Lie groups are groups that are also smooth manifolds such that the smooth structure is compatible with the group operation, that is where the group operation and inversion are smooth maps. If one has a Lie group, then they can construct a Lie algebra from the group.
I chose this topic because I thought it would be interesting and because I have decent experience with algebra. We are considering a group that has some additional structure.
The topic is interesting because of the way that it combines topology with abstract algebra. I know that the topic is very useful in physics although I do not know how (I do know that if you are going to do particle physics, that you take Lie algebra, but I don’t know about this either).
hduan2
February 20, 2018 — 08:51
I am also interested in such topic. Lie group is the most important group in physics, such as SU(2)and SO(3) for Spin, SU(3) for strong interaction, and people also try to use higher symmetry like SU(4) looking for weird phenomena. To study the connection between topology and lie group would help us to have a better understanding of symmetry in physics.
I wanted to do some work about spin structure. Due to my algebra foundation is not very solid, I have to change the topic. Looking forward your final project!
gbarkle
February 20, 2018 — 02:57
Interesting topic!

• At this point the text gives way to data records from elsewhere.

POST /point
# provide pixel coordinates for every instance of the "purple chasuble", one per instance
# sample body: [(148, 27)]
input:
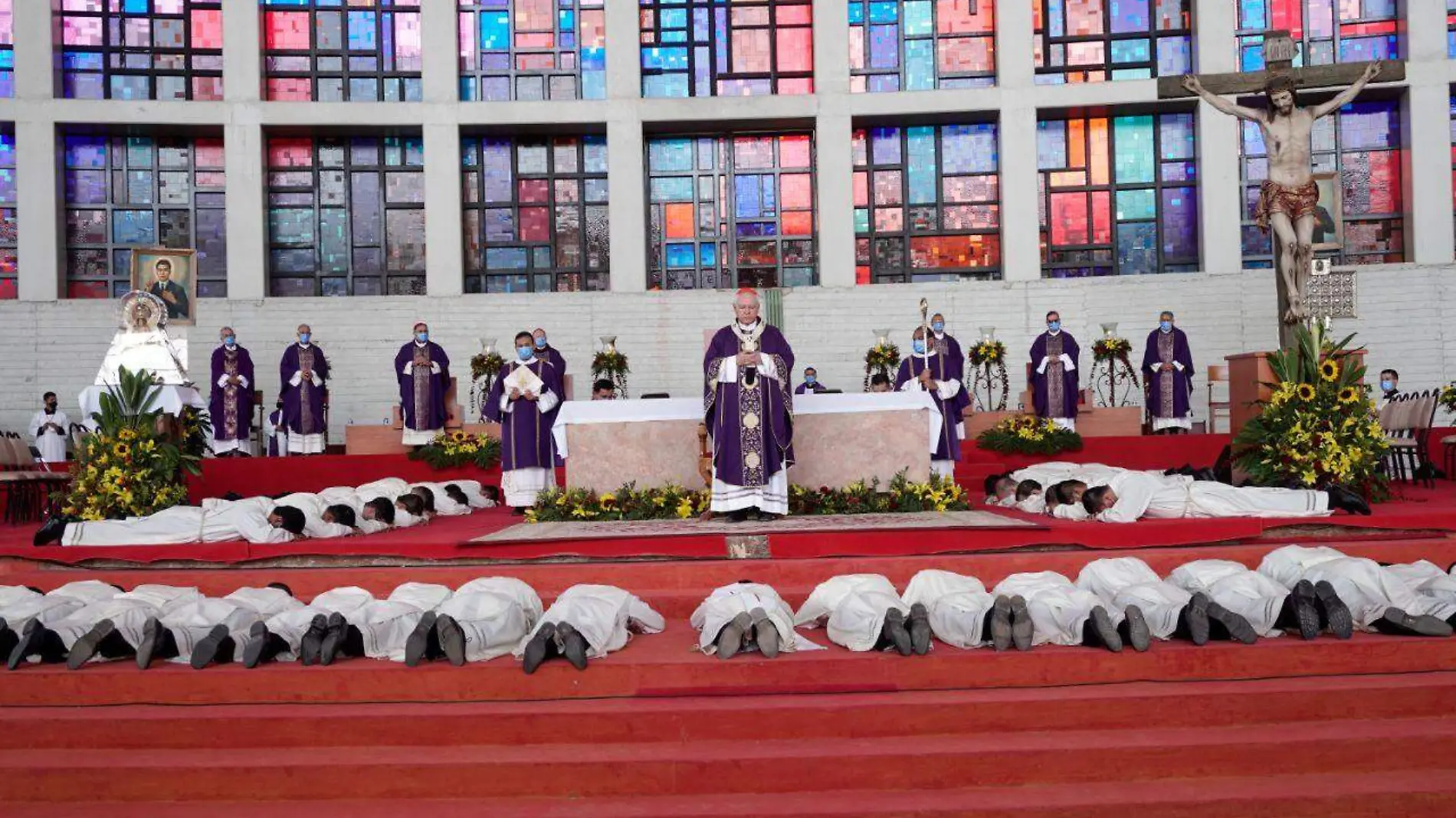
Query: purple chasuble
[(1168, 392), (303, 404), (232, 407), (949, 444), (752, 425), (526, 440), (422, 394), (1054, 391)]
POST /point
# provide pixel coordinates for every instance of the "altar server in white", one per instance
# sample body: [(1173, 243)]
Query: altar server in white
[(746, 617), (864, 612), (961, 614), (587, 622)]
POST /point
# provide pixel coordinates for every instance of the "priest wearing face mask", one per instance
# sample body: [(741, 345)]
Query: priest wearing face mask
[(1054, 375), (1168, 371), (232, 401), (749, 412), (522, 401), (424, 378), (303, 371)]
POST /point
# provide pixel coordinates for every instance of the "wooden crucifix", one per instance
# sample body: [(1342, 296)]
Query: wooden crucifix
[(1290, 195)]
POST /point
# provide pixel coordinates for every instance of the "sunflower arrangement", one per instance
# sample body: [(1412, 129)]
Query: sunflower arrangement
[(1027, 434), (453, 450), (612, 365), (129, 467), (881, 358), (1318, 427)]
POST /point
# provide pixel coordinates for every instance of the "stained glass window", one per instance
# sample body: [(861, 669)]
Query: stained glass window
[(123, 192), (1117, 195), (535, 214), (920, 44), (322, 51), (346, 216), (1090, 41), (1326, 31), (8, 216), (142, 48), (533, 50), (6, 48), (731, 211), (926, 204), (721, 48), (1362, 145)]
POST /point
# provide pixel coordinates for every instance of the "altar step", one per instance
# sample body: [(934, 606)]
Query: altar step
[(1251, 745)]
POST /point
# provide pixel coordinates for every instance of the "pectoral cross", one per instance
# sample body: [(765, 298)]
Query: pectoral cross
[(1286, 201)]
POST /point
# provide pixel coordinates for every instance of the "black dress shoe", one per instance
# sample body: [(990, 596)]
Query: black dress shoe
[(418, 643), (1347, 501), (572, 645), (540, 648), (896, 633), (451, 640), (1334, 610), (50, 533), (730, 640), (85, 648), (919, 629), (310, 646)]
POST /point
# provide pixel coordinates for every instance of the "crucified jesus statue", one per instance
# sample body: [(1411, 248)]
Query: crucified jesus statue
[(1289, 195)]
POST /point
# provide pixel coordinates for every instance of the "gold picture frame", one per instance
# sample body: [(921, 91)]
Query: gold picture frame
[(178, 292)]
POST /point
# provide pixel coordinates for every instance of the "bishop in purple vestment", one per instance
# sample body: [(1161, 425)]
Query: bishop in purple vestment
[(1054, 373), (1168, 371), (424, 378), (303, 371), (527, 452), (749, 409), (231, 405), (925, 370)]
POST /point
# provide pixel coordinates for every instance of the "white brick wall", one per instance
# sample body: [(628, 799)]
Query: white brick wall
[(58, 345)]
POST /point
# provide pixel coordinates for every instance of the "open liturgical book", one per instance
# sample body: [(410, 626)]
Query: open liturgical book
[(523, 380)]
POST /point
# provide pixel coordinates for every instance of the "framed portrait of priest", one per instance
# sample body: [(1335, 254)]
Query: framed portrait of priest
[(1330, 214), (169, 274)]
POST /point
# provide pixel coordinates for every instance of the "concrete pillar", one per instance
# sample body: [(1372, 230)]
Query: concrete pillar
[(1219, 194), (41, 239)]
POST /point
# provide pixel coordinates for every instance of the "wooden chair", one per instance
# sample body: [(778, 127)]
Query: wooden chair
[(1219, 375)]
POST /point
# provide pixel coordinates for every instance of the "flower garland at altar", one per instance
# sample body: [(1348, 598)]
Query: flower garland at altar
[(133, 465), (676, 502), (453, 450), (989, 362), (1318, 427), (1027, 434)]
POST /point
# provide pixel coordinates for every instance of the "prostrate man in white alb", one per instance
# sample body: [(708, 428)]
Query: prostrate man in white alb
[(1132, 496), (961, 614), (48, 428), (864, 612), (587, 622), (746, 617)]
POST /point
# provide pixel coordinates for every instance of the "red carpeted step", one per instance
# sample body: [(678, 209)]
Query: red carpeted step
[(771, 764), (724, 718), (1385, 793)]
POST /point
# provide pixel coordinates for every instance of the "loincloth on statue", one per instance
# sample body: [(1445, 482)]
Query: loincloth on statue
[(1294, 203)]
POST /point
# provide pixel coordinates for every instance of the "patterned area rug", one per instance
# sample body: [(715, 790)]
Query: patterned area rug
[(638, 528)]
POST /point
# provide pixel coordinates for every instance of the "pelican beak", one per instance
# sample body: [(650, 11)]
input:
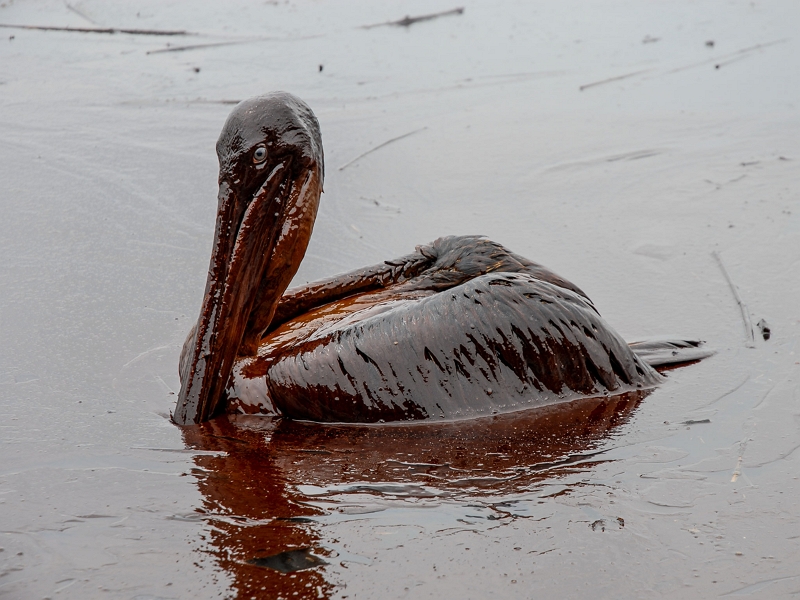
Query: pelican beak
[(260, 239)]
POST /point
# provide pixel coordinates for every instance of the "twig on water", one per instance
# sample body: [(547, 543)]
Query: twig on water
[(748, 325), (409, 21), (720, 60), (612, 79), (106, 30), (379, 146), (197, 46)]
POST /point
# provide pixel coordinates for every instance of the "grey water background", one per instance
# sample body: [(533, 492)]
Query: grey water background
[(607, 140)]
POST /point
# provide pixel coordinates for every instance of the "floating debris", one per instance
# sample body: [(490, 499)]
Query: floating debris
[(289, 561)]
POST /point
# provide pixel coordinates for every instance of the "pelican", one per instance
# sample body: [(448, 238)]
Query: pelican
[(460, 328)]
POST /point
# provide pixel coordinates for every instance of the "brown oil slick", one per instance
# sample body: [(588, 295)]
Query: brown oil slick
[(459, 329), (268, 537)]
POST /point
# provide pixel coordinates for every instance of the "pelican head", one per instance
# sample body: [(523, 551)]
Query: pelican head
[(270, 179)]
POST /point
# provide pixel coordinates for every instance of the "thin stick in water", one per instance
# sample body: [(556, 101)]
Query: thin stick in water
[(107, 30), (379, 146), (612, 79), (408, 21), (748, 325)]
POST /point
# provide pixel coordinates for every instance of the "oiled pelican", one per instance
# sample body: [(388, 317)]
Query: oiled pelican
[(460, 328)]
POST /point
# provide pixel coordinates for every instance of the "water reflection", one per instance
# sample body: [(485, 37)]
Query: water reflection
[(263, 479)]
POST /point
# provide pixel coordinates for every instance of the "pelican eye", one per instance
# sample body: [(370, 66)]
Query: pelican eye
[(260, 155)]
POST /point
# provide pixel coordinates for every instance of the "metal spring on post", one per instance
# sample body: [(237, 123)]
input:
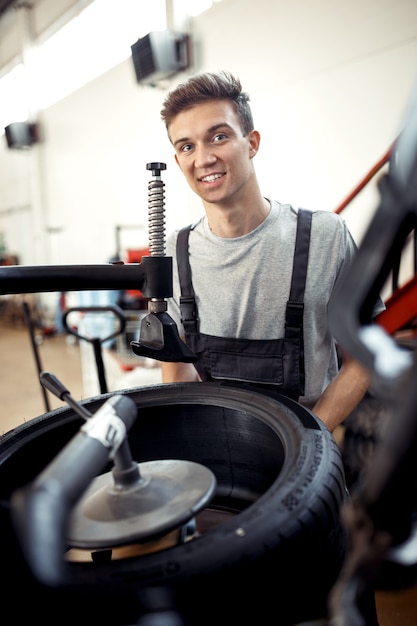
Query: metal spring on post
[(156, 210)]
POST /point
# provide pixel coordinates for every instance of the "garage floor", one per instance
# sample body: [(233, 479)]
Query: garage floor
[(22, 399)]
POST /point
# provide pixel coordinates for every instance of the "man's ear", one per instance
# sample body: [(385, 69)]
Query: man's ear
[(254, 141)]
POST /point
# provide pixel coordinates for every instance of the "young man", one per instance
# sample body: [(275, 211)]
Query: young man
[(232, 310)]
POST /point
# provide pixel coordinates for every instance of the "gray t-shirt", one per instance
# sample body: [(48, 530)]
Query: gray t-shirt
[(242, 284)]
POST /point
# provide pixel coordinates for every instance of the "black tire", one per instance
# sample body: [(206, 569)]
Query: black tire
[(279, 472)]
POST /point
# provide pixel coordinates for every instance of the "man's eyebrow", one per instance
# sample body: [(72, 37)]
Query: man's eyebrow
[(209, 131)]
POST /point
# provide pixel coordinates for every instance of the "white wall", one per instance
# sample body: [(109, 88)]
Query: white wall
[(329, 83)]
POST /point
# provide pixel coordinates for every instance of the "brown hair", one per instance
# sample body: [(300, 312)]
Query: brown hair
[(205, 87)]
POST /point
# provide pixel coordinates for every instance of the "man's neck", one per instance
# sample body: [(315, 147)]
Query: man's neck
[(231, 222)]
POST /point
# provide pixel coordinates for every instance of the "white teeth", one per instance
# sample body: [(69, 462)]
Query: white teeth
[(211, 178)]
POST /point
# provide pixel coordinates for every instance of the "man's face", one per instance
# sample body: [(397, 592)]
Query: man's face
[(212, 152)]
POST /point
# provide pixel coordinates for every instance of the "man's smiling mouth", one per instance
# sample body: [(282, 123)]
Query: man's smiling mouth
[(210, 178)]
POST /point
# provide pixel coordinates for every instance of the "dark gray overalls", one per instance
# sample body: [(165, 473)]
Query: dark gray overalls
[(272, 362)]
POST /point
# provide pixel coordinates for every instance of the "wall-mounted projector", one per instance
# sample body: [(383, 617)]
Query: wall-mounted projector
[(159, 55), (21, 135)]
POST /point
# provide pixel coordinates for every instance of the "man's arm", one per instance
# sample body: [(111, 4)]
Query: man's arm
[(343, 394)]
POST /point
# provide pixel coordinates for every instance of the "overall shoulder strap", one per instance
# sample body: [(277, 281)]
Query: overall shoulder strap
[(295, 305), (188, 305)]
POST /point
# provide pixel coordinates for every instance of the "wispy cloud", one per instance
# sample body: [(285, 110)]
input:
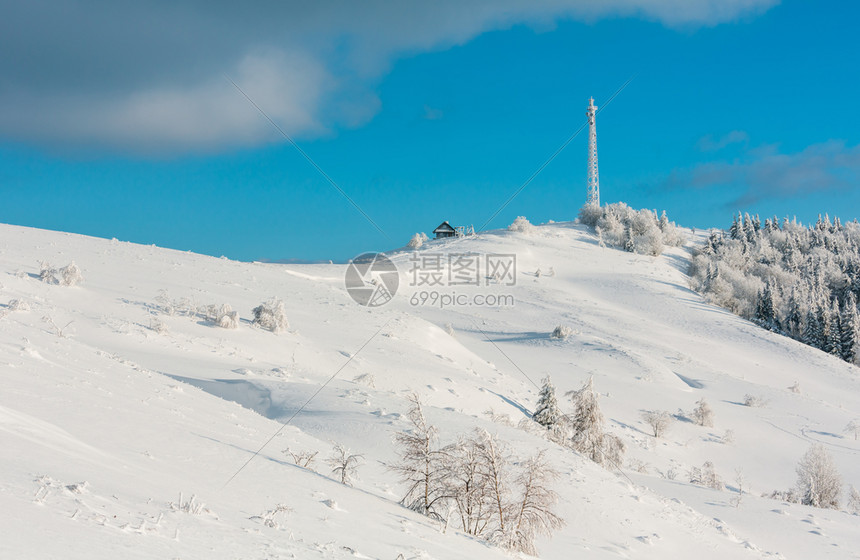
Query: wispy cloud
[(146, 76), (765, 172), (710, 144)]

From a physics standpoint, I know that angular momentum acts as a generator of rotations in quantum mechanics, which comes from the fact that the angular momentum operators form a Lie algebra which is derived from the Lie group of rotations in 3-space. This can be generalized, so that every symmetry that can be parameterized (which means it forms a manifold!) has a corresponding operator. I would be very interested in seeing more how topology plays in with this subject.